Income inequality a child of the ’70s

Re: Gap between rich and poor is not a new development, Letters, June 14.

To the Editor,

Re: Gap between rich and poor is not a new development, Letters, June 14.

I find it interesting how Jim Corder in one breath admits he is not an economist, and with his next breath, tells us income inequality has been widening since the 1930s.

An odd way to convince people.

His statement though, is wrong, dead wrong.

The income gap has not been widening since the 1930s, it’s only been widening since the 1970s. At the end of the Second World War and with the creation of social safety nets in the west, the income gap was much smaller. Home ownership was up, tuition was low, and jobs were aplenty. These were the days of Leave It To Beaver, Johnny Carson, and the rise of the middle-class.

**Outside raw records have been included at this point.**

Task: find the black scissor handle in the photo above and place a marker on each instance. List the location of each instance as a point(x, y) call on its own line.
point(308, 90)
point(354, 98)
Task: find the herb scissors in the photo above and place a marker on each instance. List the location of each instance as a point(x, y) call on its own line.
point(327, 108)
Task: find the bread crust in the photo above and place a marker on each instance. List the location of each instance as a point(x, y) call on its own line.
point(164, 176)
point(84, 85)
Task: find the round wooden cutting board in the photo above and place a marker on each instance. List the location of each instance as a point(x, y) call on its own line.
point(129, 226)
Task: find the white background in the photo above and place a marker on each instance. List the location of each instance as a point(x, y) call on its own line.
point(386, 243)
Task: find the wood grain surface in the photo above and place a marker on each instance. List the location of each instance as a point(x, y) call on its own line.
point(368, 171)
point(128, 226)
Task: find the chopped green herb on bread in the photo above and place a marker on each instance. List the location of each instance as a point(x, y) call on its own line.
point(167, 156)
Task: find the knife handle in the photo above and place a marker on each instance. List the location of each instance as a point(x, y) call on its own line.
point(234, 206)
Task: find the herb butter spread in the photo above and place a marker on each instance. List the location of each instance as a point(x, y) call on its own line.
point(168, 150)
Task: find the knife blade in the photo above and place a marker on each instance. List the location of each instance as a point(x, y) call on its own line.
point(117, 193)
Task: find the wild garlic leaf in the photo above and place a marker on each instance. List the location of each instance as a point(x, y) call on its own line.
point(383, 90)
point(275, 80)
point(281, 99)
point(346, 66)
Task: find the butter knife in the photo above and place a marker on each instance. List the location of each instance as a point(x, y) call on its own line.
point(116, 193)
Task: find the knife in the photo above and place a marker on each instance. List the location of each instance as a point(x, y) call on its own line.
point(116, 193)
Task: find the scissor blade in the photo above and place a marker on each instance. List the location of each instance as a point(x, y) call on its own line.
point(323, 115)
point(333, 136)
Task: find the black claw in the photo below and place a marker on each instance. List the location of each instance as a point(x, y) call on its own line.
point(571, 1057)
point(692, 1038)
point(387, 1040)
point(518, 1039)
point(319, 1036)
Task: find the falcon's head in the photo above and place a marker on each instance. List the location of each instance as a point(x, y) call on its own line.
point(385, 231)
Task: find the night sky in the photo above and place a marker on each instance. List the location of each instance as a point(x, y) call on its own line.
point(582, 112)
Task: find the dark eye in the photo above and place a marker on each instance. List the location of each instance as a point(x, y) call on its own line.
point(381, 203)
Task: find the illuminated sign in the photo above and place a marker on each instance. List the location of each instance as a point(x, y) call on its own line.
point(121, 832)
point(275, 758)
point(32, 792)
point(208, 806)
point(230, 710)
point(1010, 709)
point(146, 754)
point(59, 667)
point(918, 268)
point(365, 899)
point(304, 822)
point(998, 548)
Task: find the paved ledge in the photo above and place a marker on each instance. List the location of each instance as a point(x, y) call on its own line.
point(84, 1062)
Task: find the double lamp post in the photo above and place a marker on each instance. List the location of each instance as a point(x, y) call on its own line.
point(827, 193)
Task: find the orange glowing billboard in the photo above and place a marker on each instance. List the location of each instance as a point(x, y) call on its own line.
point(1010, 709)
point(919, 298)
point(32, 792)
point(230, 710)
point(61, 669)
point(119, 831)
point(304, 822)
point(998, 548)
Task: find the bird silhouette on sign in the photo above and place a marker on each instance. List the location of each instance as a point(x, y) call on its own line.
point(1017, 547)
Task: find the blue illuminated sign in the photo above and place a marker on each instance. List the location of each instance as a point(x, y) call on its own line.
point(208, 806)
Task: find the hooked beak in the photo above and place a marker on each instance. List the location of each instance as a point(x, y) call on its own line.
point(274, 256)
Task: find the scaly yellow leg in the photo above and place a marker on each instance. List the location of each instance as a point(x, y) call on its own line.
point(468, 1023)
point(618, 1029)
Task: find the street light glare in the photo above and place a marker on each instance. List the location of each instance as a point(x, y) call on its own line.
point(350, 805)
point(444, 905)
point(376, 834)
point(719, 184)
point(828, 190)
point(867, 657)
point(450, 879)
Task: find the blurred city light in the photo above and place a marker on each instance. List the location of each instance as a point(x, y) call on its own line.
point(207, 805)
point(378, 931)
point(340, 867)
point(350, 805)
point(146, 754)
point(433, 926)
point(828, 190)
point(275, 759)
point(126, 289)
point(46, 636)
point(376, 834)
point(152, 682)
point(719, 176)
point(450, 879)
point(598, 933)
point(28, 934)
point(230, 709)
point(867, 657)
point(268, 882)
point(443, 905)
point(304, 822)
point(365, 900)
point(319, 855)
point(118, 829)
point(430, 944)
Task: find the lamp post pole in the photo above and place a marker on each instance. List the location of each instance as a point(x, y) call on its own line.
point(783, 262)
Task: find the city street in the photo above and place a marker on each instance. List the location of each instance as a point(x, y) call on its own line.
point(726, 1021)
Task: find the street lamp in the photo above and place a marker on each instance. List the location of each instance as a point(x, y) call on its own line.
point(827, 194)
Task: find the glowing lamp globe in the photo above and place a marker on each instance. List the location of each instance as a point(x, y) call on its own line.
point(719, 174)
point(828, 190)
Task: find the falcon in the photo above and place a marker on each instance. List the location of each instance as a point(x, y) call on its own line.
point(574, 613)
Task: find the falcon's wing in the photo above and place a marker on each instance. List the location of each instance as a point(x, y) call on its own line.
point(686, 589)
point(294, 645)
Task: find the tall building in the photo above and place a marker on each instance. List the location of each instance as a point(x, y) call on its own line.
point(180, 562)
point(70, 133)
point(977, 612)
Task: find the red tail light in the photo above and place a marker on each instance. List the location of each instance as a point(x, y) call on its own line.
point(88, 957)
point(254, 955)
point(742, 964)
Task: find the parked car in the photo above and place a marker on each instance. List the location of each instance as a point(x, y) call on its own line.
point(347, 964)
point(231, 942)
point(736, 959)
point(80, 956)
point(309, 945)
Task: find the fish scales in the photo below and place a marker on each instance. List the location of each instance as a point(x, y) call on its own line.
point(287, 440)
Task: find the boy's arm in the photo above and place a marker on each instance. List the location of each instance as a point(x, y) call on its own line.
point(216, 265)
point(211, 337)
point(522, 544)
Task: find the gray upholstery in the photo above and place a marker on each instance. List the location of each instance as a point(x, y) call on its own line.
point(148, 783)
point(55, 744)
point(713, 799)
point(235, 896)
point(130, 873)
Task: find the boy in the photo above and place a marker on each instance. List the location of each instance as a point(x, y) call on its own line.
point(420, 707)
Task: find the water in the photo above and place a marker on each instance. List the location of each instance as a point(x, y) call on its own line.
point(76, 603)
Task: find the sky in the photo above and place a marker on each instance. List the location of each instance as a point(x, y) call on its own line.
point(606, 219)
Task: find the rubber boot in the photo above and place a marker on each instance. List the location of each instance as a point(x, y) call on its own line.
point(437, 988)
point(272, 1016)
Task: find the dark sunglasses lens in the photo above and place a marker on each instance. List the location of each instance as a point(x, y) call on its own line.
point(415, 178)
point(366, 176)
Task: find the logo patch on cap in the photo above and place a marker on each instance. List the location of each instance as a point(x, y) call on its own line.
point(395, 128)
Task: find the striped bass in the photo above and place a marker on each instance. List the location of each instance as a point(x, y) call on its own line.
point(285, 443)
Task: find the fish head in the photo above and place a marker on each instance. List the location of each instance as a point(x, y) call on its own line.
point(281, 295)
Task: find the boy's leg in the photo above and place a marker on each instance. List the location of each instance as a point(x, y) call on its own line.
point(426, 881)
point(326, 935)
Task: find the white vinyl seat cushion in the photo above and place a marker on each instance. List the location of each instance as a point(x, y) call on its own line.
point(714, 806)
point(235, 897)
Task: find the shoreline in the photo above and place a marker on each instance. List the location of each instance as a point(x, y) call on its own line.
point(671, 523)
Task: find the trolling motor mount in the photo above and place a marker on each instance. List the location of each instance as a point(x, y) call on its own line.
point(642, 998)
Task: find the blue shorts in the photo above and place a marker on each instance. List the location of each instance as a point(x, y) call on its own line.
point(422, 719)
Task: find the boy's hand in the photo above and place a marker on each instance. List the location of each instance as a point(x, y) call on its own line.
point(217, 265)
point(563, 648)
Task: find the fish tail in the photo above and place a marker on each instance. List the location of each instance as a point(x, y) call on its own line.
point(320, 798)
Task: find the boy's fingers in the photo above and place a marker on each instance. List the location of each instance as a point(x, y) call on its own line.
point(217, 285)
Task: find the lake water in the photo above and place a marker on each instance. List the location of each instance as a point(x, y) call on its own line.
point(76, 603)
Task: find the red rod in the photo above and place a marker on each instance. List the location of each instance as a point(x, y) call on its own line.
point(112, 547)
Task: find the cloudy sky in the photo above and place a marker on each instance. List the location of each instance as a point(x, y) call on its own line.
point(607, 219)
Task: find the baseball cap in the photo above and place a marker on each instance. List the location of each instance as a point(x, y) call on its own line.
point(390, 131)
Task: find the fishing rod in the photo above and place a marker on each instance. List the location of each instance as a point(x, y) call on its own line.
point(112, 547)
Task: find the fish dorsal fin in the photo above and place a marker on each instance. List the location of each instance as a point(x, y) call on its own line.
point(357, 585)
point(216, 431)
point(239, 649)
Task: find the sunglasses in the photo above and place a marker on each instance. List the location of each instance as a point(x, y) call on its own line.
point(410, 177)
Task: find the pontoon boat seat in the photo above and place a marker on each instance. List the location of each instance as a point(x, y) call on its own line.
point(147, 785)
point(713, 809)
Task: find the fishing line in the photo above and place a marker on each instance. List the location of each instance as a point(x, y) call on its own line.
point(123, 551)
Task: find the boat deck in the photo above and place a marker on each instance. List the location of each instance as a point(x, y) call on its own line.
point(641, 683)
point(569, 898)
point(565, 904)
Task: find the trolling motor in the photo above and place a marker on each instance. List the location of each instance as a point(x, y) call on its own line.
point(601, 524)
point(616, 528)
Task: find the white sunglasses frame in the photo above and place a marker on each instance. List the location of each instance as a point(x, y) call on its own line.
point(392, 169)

This trend continued until the mid-1970s when it was reversed by a fantastic idea: neo-liberal economics.

Yes, the same word spewed by those very “students” and “protesters” and “environmentalists” who Corder fears most. The same word spewed by those damn progressives.

But in the mid-1970s, as soon as the taxes were lowered and the regulations axed and the unions busted, the income gap began to increase – and continues to do so today.

Today, much like the during the Great Depression, the invisible hand of the market is dominated by the greedy hands of the super rich, who capitalize on deregulated markets to increase their already mountainous piles of wealth. Wealth that never trickles down.

Unlike Corder suggests, we should not “emulate them.”

Like the “students” and “protesters” and “environmentalists” suggest, markets should be sufficiently regulated so those who barely make dust can have a fair shake at a decent life. A life that’s more equal.